Fin sixième ennéade de Karfias, an 18:XI
Quelque part aux alentours d'Asphilie

La fuite en avant des Hommes du Roi avait au moins du bon : la redécouverte d'anciennes caches leur avait octroyé plus de richesses à dilapider, ou à garder pour rentrer au pays. L'Outremer, lui, en avait profité pour récupérer un vieux trophée qu'il avait toujours voulu retrouver. C'était l'écu d'un chevalier médian, un homme qu'il avait vaincu en combat singulier durant les mois d'hiver qui avaient vu sa compagnie ravager les villages des terres de la Ligue laissées sans protection. Il n'avait jamais su quel titre prestigieux il pouvait bien porter, ni quelles terres lui servaient à arborer si belle armure, en revanche le pendard lui avait lancé son nom comme pour satisfaire son ego chevaleresque. Toujours est-il qu'il avait gardé l'écu en souvenir, et qu'à présent, l'Outremer le portait toujours en bandoulière.

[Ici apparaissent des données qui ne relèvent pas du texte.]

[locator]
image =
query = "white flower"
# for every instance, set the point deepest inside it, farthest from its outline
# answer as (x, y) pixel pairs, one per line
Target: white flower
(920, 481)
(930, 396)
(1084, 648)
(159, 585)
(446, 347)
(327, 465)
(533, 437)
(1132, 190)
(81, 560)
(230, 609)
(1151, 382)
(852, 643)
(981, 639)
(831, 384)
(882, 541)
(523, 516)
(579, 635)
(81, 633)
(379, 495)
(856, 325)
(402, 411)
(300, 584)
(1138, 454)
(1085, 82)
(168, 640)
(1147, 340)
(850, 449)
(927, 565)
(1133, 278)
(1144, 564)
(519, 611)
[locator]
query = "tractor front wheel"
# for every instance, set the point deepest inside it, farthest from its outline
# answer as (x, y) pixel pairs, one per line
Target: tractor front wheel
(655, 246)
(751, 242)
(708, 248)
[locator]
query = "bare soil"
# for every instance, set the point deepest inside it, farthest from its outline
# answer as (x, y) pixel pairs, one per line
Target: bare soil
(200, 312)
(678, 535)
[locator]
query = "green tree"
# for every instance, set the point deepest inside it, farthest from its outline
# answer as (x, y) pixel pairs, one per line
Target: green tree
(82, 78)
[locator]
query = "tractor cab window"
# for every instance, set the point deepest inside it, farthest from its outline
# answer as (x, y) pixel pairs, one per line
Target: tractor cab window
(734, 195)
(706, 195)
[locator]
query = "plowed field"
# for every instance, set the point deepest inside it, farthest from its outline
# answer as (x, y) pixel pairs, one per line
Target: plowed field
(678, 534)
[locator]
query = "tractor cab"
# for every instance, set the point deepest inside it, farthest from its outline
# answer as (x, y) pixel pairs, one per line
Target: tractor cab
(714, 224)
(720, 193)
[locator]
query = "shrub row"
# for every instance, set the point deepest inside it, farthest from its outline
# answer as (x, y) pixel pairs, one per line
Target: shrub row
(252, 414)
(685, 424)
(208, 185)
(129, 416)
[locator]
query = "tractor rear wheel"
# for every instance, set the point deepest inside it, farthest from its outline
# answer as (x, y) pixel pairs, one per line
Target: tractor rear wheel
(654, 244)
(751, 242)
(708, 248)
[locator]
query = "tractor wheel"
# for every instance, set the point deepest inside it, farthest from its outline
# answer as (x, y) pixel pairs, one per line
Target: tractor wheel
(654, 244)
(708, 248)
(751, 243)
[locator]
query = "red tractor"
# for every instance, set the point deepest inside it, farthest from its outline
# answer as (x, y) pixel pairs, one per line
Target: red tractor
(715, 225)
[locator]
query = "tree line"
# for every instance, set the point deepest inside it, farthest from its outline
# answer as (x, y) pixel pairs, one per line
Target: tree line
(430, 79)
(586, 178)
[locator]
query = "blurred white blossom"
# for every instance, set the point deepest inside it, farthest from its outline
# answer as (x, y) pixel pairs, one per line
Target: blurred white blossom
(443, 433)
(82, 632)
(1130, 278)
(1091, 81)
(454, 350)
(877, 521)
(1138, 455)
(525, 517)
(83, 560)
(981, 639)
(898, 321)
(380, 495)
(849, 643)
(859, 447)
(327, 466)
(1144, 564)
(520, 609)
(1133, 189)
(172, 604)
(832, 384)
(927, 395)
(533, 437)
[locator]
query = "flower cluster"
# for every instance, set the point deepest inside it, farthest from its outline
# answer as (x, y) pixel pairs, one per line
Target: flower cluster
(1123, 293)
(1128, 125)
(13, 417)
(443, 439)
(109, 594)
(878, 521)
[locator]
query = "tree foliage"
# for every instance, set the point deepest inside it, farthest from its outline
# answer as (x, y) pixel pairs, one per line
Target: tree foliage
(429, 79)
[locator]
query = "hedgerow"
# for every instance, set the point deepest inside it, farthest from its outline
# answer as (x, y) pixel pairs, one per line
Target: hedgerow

C'était une de ces matinées frisquettes. La compagnie s'était déjà éveillée depuis les aurores, toujours poursuivis par le fantôme des cavaliers langecins. Fort heureusement, le froid reculait, et déjà la neige semblait fondre à certains endroits. Ils descendaient plus au sud, et la saison ici était plus douce qu'en Missède à cette période. Ce n'était pas plus mal : les gars avaient besoin d'un temps moins maussade pour éviter de penser à la suite des événements. Il leur fallait passer les péages de Papincourt et se rendre à Pharembourg. Et sans les économies de leurs planques, ils n'y arriveraient guère.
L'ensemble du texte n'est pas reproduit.